By:Christopher Golden


"I get it, Detective," Harley interrupted. "She's a pill-head, too. She had a bunch of illegal scrips, maybe was selling them, and some guy knew it and cleaned her out. Probably someone she knows."

Jake and Detective Keenan both looked at him.

Harley laughed and shook his head. "You two think you're Holmes and friggin' Watson. Can we just finish this shit up and go? I go off duty in twenty minutes and I need a cocoa."

"Cocoa," Jake repeated.

Harley glowered at him. "When it snows, I like cocoa. A little whipped cream, too. You got something to say about it?"

Detective Keenan outranked him but didn't say a word. Neither did Jake.

"I thought not," Harley said. Scowling, he turned and left the room. Jake laughed and started packing away his camera.

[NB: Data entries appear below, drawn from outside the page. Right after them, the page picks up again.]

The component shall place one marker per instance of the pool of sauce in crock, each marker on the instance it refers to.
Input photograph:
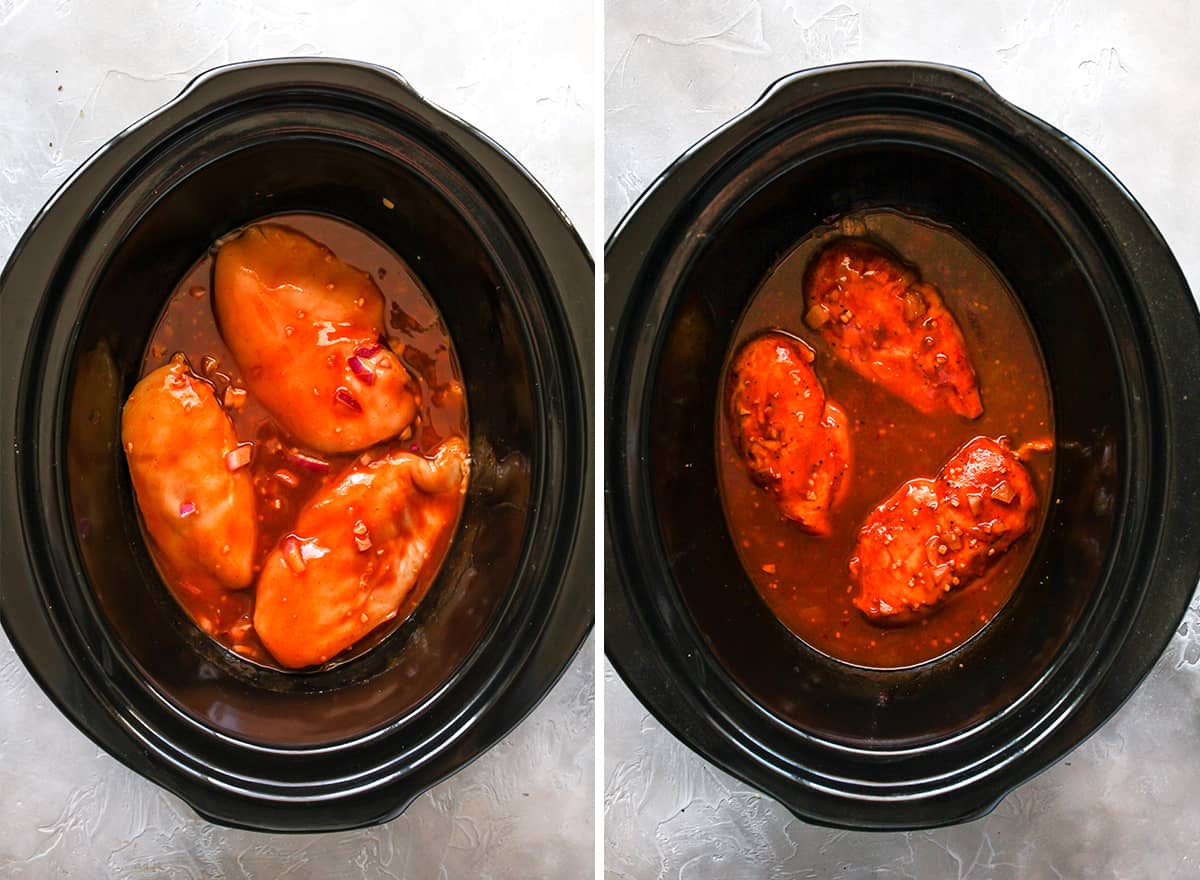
(805, 579)
(417, 333)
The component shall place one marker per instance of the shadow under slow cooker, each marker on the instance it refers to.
(430, 220)
(753, 216)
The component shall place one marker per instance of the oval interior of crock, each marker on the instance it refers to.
(435, 227)
(765, 208)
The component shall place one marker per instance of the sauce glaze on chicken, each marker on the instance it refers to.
(298, 441)
(807, 579)
(792, 437)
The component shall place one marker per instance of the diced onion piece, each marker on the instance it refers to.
(1003, 492)
(817, 316)
(346, 399)
(361, 370)
(287, 478)
(913, 306)
(309, 462)
(240, 456)
(293, 555)
(235, 397)
(361, 537)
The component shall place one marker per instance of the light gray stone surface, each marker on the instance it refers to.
(73, 73)
(1125, 81)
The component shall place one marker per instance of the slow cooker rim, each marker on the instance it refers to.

"You're pretty smart, kid," Keenan said, sounding for a moment like he'd stepped out of some 1940s gangster movie.

"Harley doesn't think so," Jake replied with a laugh.

"Ever think about becoming a cop yourself?"

Images of that night flickered through Jake's mind again. Isaac's broken body, the falling snow, the flash of a camera  …  those had been real, tangible things. Awful things, yes, but they had been solid and true and grimly understandable. The bright flashes had taken away the shadows-all except for the sad hollows around his dead brother's eyes. That had been a reality that twelve-year-old Jake could understand. The more he had talked about the things that Isaac claimed to have seen out in the snow, only to have cops and shrinks think he'd imagined it or was making it up, the less he felt willing to admit what he had seen. A face at the window. Icy hands coming through the screen  …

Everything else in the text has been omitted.